When you upgrade your User Manager router from RouterOS v6 to the v7 the new User Manager will work with new database files and configuration. To continue using the old user, router, profile, etc. configuration you must manually execute the migrate command. To do so you must have files from the old User Manager server folder "user-manager" present. The folder can be renamed, but all the contents from the old installation must be transferred to the new v7 installation (you can move the old configuration from one router to another router with v7, you must copy "user-manager" folder). After that, all you need to do is execute this command - "/user-manager/database/migrate-legacy-db database-path=<path_to_old_user_manager_folder>".

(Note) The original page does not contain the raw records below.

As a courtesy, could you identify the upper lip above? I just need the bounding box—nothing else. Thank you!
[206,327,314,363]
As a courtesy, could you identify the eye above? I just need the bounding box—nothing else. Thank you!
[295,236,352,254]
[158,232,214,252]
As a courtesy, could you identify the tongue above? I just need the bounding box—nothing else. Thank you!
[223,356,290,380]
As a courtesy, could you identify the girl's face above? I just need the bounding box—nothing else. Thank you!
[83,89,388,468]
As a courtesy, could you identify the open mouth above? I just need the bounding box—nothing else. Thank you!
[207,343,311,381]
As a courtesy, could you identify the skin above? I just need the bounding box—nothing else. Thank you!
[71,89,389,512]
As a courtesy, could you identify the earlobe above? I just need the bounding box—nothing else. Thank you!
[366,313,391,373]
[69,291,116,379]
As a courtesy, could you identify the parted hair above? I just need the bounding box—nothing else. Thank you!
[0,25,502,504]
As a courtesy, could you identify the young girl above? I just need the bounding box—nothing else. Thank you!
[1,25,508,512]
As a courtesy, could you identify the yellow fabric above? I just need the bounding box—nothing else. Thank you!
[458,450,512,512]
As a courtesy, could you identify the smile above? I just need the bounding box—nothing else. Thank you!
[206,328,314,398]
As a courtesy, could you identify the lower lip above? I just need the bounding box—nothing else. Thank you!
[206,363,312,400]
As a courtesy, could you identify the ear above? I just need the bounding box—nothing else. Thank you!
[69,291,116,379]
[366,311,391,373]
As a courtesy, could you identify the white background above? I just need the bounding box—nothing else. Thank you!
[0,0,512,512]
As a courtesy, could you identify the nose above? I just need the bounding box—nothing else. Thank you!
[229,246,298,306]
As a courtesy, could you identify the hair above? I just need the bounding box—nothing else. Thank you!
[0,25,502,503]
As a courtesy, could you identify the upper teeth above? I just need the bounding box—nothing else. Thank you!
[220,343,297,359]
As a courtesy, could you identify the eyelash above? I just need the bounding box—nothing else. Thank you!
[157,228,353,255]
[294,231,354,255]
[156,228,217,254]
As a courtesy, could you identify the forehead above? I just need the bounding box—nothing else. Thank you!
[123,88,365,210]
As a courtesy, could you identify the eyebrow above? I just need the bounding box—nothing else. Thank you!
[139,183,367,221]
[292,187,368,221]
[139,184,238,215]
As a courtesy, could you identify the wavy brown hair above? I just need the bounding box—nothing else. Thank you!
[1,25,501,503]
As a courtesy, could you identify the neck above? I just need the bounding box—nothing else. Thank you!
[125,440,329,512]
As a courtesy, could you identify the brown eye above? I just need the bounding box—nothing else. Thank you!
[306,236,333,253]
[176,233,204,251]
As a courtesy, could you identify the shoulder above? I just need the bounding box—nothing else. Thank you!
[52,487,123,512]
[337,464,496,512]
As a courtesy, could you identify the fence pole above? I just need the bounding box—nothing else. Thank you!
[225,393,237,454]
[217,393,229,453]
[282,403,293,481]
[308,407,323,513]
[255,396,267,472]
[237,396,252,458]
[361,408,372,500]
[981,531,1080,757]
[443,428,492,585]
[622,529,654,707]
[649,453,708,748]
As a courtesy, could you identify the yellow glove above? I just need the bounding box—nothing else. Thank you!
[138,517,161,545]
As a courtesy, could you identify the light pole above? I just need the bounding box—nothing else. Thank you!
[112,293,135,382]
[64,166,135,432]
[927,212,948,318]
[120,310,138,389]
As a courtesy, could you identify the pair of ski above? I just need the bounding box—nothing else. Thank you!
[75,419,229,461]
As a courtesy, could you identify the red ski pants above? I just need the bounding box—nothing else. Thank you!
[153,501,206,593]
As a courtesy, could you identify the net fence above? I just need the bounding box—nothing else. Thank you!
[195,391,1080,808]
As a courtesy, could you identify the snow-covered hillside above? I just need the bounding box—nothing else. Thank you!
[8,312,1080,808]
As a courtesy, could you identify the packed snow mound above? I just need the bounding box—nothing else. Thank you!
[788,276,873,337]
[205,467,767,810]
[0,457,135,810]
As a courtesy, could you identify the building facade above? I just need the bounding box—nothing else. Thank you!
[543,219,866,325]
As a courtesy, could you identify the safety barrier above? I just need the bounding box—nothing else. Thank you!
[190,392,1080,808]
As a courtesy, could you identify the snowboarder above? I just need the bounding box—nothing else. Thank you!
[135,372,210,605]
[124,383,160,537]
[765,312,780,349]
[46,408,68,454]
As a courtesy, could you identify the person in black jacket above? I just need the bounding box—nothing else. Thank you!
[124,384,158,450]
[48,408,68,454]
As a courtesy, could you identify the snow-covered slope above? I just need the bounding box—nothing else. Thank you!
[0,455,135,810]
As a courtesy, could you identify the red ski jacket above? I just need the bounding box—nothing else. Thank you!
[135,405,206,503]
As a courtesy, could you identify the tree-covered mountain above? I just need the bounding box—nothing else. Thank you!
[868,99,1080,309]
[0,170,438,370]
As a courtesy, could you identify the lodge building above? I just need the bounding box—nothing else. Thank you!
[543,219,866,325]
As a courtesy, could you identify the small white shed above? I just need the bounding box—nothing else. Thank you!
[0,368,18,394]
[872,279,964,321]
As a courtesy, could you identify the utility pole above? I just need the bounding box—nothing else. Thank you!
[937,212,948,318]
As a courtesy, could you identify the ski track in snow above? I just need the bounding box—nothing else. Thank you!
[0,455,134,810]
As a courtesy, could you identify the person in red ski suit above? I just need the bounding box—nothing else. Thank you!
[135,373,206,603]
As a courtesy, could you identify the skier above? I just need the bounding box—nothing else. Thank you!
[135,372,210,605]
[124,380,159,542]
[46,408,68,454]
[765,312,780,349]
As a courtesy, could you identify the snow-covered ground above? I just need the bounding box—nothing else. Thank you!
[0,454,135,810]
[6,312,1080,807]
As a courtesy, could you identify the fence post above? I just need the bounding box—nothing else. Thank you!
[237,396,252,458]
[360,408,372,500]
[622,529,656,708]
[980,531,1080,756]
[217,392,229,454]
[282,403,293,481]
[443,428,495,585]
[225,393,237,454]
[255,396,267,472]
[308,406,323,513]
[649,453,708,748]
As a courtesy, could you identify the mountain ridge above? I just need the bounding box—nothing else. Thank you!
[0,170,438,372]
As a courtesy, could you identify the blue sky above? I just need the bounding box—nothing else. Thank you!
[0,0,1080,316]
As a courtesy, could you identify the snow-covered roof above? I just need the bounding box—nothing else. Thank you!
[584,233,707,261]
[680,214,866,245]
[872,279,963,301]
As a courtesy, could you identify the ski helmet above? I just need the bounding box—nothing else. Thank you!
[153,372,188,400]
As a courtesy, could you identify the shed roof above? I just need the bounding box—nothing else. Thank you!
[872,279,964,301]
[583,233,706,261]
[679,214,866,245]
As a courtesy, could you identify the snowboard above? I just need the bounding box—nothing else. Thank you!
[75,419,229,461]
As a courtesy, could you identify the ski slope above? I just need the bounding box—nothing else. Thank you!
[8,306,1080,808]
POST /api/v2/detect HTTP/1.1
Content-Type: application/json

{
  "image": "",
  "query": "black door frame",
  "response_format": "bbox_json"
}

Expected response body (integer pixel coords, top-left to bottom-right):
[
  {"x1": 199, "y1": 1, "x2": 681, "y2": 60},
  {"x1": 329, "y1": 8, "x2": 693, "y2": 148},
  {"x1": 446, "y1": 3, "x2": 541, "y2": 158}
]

The import process will try to convert such configuration - users, profiles, user-profiles, limitations, profile-limitations, user-counters, routers, and sessions.

Application Examples

Basic L2TP/IPsec server with User Manager authentication

User Manager configuration

Start off by enabling User Manager functionality.

/user-manager
set enabled=yes

Allow receiving RADIUS requests from the localhost (the router itself).

/user-manager router
add address=127.0.0.1 comment=localhost name=local shared-secret=test

Next, add users and their credentials that clients will use to authenticate to the server.

/user-manager user
add name=user1 password=password

Configuring RADIUS client

For the router to use the RADIUS server for user authentication, it is required to add a new RADIUS client that has the same shared secret that we already configured on User Manager.

/radius
add address=127.0.0.1 secret=test service=ipsec

L2TP/IPsec server configuration

Configure the IP pool from which IP addresses will be assigned to the users and assign it to the PPP Profile.

/ip pool
add name=vpn-pool range=192.168.99.2-192.168.99.100

/ppp profile
set default-encryption local-address=192.168.99.1 remote-address=vpn-pool

Enable the use of RADIUS for PPP authentication.

/ppp aaa
set use-radius=yes

Enable the L2TP server with IPsec encryption.

/interface l2tp-server server
set enabled=yes use-ipsec=required ipsec-secret=mySecret

That is it. Your router is now ready to accept L2TP/IPsec connections and authenticate them to the internal User Manager.